The toot of a motor-horn, the scuffle of the engine, the dry whirr of the brake as the locomotive stopped at the avenue gate, broke in upon her heroics.

“Here are the boys,” she cried rapturously, and, indeed, hopped out of the hammock with the agility of girlhood as the long-legged, yellow-haired twins came stalking over the grass. She held out her hands to them with a pretty maternal gesture.

“Dosy pet, Brosy darling,” she babbled, “come and kiss Mummy! We have been telling all our little plans to Uncle Galahad, and Uncle quite agrees.”

“No! Does he, though?” was the simultaneous utterance of the long-legged twins. They twirled their yellow mustaches, stooped awkwardly and “kissed Mummy,” as Galahad uttered a yell of frenzied laughter, and, throwing himself recklessly into his recently-vacated hammock, shot out upon the other side.

He went back to Hounslow that day. Dosy and Brosy dutifully accompanied him to the station, and exchanged a fraternal wink when his train steamed out.

“What an infatuation!” he groaned. In his mind’s eye he saw the County grinning over the childless widow and her adopted twins. As for Dosy and Brosy, they would have what in America is termed “a soft snap.” Powerful jaws had both the young gentlemen, wide and greedy gullets. Still, with his mind’s eye Galahad saw their foolish, affectionate, sentimental benefactress gnawed to the bare bone.

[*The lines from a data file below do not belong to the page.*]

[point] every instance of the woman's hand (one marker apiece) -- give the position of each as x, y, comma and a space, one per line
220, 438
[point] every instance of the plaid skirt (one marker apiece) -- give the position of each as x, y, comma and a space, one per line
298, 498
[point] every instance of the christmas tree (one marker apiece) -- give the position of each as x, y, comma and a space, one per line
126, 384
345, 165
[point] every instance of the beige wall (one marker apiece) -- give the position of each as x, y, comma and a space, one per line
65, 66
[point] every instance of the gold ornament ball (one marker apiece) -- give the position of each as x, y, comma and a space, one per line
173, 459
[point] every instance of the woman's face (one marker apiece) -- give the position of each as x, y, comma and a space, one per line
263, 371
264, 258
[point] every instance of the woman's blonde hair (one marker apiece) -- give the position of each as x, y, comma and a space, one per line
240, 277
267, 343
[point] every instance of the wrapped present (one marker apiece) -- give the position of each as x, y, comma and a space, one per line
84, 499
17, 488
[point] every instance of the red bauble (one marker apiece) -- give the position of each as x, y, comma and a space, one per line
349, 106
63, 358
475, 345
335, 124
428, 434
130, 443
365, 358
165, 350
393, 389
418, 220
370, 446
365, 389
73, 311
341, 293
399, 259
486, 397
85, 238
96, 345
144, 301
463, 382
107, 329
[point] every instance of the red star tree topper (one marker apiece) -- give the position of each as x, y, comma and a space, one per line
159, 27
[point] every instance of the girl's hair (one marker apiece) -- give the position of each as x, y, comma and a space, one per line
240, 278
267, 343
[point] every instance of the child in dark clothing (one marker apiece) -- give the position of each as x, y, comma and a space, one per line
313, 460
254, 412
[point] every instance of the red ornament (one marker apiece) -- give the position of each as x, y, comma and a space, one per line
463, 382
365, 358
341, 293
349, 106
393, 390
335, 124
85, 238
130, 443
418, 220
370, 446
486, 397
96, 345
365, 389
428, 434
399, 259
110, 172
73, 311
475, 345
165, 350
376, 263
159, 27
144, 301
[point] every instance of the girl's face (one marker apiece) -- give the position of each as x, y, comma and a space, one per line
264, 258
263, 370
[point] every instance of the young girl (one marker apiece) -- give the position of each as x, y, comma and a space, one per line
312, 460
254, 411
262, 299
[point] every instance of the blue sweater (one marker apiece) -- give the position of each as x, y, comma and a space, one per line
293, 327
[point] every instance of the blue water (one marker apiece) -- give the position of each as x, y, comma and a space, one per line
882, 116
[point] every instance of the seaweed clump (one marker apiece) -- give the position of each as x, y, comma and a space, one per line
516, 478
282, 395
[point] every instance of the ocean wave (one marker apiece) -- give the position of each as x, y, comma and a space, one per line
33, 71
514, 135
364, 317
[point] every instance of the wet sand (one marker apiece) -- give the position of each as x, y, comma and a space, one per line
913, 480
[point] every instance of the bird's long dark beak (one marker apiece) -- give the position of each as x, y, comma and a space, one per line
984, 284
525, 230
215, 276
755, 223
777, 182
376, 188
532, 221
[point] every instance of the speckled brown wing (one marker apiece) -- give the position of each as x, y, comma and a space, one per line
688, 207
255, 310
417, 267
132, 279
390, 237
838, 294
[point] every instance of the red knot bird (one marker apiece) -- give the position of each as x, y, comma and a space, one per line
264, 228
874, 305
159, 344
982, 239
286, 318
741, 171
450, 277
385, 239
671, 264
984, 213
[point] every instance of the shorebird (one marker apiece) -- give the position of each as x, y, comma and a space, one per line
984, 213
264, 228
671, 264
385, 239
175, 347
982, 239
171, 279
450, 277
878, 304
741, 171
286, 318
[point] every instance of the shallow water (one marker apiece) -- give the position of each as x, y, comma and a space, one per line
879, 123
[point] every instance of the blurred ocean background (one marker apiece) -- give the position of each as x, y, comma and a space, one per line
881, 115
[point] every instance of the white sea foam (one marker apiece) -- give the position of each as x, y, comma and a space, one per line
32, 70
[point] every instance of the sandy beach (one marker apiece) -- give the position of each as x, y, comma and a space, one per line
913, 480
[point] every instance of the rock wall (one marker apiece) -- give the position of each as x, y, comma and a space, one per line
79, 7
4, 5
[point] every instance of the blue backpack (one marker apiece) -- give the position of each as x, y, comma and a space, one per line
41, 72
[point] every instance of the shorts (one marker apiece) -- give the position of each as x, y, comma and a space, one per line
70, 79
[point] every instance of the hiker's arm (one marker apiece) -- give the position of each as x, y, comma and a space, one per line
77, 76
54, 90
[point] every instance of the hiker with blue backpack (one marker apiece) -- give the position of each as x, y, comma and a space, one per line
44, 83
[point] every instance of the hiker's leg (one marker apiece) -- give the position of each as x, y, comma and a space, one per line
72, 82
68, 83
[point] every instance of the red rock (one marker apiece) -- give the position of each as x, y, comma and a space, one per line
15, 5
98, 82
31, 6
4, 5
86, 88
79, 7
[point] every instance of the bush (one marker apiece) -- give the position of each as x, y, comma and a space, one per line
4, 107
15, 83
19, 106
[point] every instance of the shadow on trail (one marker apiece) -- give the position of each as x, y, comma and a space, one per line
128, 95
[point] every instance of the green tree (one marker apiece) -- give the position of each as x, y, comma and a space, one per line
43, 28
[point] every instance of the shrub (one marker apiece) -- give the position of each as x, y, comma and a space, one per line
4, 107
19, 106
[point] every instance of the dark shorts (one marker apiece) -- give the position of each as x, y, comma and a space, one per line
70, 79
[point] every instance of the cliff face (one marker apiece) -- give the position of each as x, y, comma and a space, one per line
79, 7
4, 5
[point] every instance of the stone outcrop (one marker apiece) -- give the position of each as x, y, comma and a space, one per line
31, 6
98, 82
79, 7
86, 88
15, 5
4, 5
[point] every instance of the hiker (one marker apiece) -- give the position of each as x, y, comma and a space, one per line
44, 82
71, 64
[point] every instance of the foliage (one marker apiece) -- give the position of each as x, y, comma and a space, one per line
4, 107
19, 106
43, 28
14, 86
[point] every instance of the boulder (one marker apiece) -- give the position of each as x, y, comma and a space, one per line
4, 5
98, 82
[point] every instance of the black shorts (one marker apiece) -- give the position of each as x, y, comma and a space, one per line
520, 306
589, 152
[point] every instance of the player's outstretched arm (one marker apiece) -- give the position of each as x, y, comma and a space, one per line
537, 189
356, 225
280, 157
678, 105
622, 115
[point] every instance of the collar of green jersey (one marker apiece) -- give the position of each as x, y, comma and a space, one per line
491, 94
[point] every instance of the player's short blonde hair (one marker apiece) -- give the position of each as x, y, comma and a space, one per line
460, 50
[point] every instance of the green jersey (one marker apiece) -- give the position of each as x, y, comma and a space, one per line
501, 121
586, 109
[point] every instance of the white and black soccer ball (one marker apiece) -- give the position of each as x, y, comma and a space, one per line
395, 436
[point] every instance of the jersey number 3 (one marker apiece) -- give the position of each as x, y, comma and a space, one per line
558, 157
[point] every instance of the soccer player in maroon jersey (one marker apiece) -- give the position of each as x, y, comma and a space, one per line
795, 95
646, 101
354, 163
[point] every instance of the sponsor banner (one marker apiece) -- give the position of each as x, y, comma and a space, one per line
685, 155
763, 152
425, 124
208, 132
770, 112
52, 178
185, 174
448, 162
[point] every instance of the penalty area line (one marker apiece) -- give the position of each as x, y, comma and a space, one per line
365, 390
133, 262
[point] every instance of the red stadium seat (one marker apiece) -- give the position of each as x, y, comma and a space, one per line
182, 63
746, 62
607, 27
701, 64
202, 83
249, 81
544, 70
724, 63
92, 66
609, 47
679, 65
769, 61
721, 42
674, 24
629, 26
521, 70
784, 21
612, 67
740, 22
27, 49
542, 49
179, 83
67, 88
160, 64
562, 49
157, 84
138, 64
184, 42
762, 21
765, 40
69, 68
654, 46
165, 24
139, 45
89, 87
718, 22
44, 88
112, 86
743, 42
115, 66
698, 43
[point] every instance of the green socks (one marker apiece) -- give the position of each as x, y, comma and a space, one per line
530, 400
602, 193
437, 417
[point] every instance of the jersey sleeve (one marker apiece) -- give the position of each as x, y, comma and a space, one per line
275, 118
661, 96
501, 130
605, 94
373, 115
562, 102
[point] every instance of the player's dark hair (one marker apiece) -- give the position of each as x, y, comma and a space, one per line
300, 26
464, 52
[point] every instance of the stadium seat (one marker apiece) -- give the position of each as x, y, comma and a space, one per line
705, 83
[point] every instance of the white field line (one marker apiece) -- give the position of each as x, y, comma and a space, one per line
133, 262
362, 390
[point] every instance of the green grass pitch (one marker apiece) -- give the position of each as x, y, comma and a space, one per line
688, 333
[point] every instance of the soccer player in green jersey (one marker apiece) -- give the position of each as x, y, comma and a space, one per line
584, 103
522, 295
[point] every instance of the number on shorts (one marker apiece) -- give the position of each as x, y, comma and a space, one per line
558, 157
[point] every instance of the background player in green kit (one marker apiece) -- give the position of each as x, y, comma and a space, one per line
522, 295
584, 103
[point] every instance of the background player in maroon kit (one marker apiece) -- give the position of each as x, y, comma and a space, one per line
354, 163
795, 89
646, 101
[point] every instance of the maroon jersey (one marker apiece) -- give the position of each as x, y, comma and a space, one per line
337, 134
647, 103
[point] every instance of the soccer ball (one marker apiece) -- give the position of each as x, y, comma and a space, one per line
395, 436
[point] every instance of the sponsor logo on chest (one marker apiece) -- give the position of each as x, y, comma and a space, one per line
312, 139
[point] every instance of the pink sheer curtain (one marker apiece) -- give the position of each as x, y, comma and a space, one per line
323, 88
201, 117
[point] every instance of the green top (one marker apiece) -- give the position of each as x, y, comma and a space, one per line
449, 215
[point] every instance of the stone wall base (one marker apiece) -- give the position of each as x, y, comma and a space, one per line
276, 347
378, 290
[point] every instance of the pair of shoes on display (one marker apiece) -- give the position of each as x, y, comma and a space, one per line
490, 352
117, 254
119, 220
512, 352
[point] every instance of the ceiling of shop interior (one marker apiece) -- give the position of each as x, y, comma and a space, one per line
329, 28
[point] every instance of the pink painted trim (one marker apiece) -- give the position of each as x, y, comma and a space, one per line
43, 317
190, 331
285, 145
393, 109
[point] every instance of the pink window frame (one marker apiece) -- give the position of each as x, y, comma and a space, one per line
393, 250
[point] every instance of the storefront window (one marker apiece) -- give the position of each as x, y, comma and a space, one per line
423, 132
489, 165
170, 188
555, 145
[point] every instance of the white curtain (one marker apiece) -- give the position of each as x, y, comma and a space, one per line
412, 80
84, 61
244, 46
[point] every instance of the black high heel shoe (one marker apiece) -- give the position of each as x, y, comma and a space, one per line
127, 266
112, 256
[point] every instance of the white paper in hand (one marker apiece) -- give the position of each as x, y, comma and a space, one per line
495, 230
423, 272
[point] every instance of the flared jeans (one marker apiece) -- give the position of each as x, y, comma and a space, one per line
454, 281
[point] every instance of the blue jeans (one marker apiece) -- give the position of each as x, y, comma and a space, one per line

Day by day he anticipated a letter of shrill astonishment from his cotrustee, and when it came, hinting at mental weakness and the necessity of restraint, he flamed up into defense of Laura so hotly as to surprise himself.

And then, before anything decisive had been done with regard to the settlement—before Brosy and Dosy had taken up their quarters for good beneath the roof of their adopted parent—a change befell, and Galahad received an imploring note from Mrs. Kingdom soliciting his instant presence upon “an urgent matter.”

“She has thought better of it,” said Galahad to himself, as he obeyed the summons. “Her native good sense”—you will realize that the man must have been genuinely in love to believe in Laura’s native good sense—“has come to her aid!” And in his mind’s eye he beheld the long, narrow backs of the twins walking away into a dim perspective.